Jan_Kulveit comments on Hierarchical Agency: A Missing Piece in AI Alignment

Jan_Kulveit 4 Dec 2024 2:18 UTC
2 points
0
1. I expect “first AGI” to be reasonably modelled as composite structure in a similar way as a single human mind can be modelled as composite.
2. The “top” layer in the hierarchical agency sense isn’t necessarily the more powerful / agenty: the superagent/subagent direction is completely independent from relative powers. For example, you can think about Tea Appreciation Society at a university using the hierarchical frame: while the superagent has some agency, it is not particularly strong.
3. I think the nature of the problem here is somewhat different than typical research questions in e.g. psychology. As discussed in the text, one place where having mathematical theory of hierarchical agency would help is making us better at specifications of value evolution. I think this is the case because a specification would be more robust to scaling of intelligence. For example, compare learning objective
  a. specified as minimizing KL divergence between some distributions
  b. specified in natural language as “you should adjust the model so the things read are less surprising and unexpected”

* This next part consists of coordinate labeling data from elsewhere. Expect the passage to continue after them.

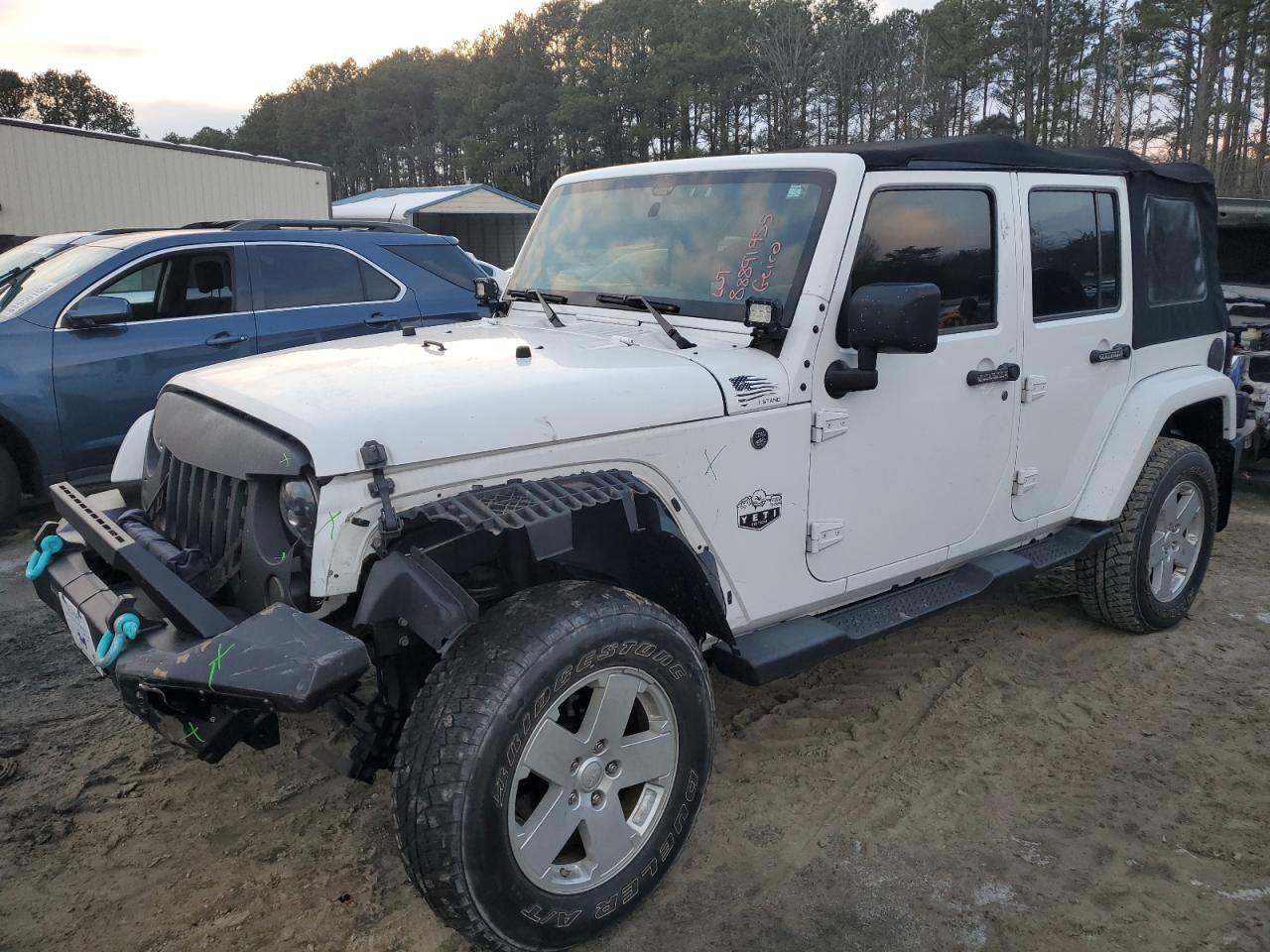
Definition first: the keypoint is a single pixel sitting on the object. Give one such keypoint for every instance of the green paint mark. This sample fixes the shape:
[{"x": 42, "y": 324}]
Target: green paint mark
[
  {"x": 330, "y": 522},
  {"x": 221, "y": 651}
]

  You can use objective b. + RL to train/finetune LLMs, exactly like RLAIF is used to train “honesty”, for example.
  Possible problem with b. is the implicit representations of natural language concepts like honesty or surprise are likely not very stable: if you would train a model mostly on RL + however Claude understands these words, you would probably get pathological results, or at least something far from how you understand the concepts. Actual RLAIF/RLHF/DPO/… works mostly because it is relatively shallow: more compute goes into pre training.
- Seth Herd 6 Dec 2024 23:25 UTC
  2 points
  0
  Parent
  Ah. Now I understand why you’re going this direction.
  
  I think a single human mind is modeled very poorly as a composite of multiple agents.
  
  This notion is far more popular with computer scientists than with neuroscientists. We’ve known about it since Minsky and think about it; it just doesn’t seem to mostly be the case.
  
  Sure you can model it that way, but it’s not doing much useful work.
  
  I expect the same of our first AGIs as foundation model agents. They will have separate components, but those will not be well-modeled as agents. And they will have different capabilities and different tendencies, but neither of those are particularly agent-y either.
  
  I guess the devil is in the details, and you might come up with a really useful analysis using the metaphor of subagents. But it seems like an inefficient direction.